Simulation

The first order model has a 1-dimensional observation at time \(t\), \(Y_t\) and a one dimensional latent state, \(X_t\). The system evolution (\(G_t\)) and observation (\(F_t\)) matrices are scalars and take the value 1, as such they are omitted from the model specification below for simplicity. The system and observation noise variances are scalars and are constant in time.

\[\begin{align} Y_t &= x_t + v_t, \quad v_t \sim \mathcal{N}(0, V), \\ X_t &= x_{t-1} + w_t, \quad w_t \sim \mathcal{N}(0, W), \\ X_0 &\sim \mathcal{N}(m_0, C_0). \end{align}\]

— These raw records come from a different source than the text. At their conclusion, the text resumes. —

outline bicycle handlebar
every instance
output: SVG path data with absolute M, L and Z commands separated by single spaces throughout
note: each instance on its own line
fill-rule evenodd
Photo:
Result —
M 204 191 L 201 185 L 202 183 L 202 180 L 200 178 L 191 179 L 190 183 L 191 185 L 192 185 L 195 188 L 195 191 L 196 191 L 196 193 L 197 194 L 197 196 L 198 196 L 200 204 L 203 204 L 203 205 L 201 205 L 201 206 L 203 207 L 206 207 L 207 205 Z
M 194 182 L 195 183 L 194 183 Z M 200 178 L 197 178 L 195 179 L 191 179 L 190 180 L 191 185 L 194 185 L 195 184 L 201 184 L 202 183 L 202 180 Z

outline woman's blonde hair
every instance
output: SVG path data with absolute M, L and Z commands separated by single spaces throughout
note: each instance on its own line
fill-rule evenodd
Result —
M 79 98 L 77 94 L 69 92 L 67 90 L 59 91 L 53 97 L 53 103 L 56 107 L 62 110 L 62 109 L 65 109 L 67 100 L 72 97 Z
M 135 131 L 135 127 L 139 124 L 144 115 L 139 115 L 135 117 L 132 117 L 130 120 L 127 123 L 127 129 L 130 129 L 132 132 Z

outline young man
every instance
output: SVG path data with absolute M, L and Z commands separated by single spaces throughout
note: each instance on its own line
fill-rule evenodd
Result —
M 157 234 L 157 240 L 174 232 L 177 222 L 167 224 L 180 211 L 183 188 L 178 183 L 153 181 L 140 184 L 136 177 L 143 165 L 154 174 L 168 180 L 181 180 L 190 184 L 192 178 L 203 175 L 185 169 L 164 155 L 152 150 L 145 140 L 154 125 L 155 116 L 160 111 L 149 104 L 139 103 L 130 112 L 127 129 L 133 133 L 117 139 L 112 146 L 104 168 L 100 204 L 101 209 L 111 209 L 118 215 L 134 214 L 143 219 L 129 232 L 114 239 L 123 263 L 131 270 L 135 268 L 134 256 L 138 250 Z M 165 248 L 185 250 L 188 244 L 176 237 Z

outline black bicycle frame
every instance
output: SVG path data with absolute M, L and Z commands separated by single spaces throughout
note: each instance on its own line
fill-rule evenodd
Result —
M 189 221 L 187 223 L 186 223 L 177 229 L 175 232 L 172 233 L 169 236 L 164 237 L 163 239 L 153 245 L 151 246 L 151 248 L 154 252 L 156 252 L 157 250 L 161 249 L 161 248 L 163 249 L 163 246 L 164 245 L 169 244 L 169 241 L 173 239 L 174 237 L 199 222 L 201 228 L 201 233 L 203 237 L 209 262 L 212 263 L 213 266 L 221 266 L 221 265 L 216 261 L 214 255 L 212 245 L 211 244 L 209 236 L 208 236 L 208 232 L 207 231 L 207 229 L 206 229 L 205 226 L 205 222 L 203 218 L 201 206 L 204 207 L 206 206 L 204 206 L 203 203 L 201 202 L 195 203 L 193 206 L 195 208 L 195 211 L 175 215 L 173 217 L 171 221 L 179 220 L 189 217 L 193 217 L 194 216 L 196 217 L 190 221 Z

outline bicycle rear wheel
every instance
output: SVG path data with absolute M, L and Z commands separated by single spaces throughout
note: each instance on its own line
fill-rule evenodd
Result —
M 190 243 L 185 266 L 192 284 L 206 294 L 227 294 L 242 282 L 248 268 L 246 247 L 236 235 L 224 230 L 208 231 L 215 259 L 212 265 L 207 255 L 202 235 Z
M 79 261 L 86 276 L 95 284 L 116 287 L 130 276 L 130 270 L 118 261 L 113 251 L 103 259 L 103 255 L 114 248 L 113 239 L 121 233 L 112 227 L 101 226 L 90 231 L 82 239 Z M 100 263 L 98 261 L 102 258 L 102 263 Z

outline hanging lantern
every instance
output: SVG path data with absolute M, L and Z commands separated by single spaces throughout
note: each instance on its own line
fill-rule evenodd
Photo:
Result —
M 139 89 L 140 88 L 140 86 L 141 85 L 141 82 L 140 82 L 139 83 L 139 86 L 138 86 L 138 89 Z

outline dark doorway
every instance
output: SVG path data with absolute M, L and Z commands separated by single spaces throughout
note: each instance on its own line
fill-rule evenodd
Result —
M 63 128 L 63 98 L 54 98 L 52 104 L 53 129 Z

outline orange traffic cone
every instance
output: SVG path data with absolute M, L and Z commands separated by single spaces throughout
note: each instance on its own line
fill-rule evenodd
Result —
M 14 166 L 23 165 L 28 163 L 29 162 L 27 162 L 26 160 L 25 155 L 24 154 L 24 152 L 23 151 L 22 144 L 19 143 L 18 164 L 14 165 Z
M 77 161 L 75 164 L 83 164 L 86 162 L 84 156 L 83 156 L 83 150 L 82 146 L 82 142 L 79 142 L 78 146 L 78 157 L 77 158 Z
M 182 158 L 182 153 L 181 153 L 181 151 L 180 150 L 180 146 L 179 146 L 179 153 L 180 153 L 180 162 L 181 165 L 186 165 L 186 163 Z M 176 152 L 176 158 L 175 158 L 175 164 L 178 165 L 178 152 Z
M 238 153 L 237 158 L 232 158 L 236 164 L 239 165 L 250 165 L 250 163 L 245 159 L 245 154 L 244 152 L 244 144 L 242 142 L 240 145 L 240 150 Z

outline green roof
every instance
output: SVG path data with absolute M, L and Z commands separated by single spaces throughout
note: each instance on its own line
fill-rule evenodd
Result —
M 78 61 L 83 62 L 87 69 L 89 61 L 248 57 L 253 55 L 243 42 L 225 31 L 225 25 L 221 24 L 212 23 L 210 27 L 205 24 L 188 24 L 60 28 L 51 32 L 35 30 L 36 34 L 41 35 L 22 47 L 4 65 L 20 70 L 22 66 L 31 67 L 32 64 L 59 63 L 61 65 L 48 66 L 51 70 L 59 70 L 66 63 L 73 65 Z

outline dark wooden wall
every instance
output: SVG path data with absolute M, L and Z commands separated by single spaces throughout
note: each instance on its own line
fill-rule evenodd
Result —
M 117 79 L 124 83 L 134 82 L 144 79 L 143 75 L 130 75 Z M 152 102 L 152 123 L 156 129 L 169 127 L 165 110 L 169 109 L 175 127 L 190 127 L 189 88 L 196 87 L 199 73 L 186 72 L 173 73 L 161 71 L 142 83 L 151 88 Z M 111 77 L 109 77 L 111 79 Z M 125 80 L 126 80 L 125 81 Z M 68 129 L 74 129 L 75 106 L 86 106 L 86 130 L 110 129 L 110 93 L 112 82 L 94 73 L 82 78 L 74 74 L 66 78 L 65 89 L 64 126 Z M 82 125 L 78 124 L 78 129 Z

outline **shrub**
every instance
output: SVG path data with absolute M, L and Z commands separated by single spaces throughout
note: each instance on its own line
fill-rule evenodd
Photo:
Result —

The code required to simulate from this model is given below:

import com.github.jonnylaw.dlm._
import breeze.linalg.{DenseMatrix, DenseVector, diag}

val mod = Dlm.polynomial(1)
val p = DlmParameters(
  v = DenseMatrix(2.0),
  w = DenseMatrix(3.0),
  m0 = DenseVector(0.0),
  c0 = DenseMatrix(1.0)
)

val data = Dlm.simulateRegular(mod, p, 1.0).
  steps.
  take(1000).
  toVector

The value mod is the case class called Model containing the definition of the observation and system matrices. These observation matrix, f, is a function from (t: Double) => DenseMatrix[Double] and the system evolution matrix g is a function from (dt: Double) => DenseMatrix[Double]. The function Dlm.polynomial(1) is equivalent to writing:

Dlm(
  f = (t: Double) => DenseMatrix(1.0),
  g = (dt: Double) => DenseMatrix(1.0)
)

The figure below shows a plot of the simulations from the first order model.

Kalman Filtering

We can perform recursive filtering using the Kalman Filter to learn about the values of the latent state, \(x_{0:T}\) given the observed values, \(y_{1:T}\). Assume we know the mean and variance of the posterior distribution of the state at time \(t\), then:

  1. Prior at time \(t + 1\) is \(\mathcal{N}(a_t, R_t)\) where \(a_t = G_t m_t\) and \(R_t = G_t C_t G_t^T + W_t\)
  2. One step prediction for time \(t + 1\) is \(\mathcal{N}(f_t, Q_t)\) where \(f_t = F_t a_t\) and \(Q_t = F_t R_t F_t^T + V_t\)
  3. State update given the new observation, \(y_{t+1}\) is \(\mathcal{N}(m_{t+1}, C_{t+1})\) where \(m_{t+1} = a_t + K_t e_t\), \(C_t = (I - K_t * F_t)R_t(I - K_t * F_t) + K_tV_tK_t\) and \(K_t = R_t * F_t^T * Q^{-1}\), \(e_t = y_t - f_t\)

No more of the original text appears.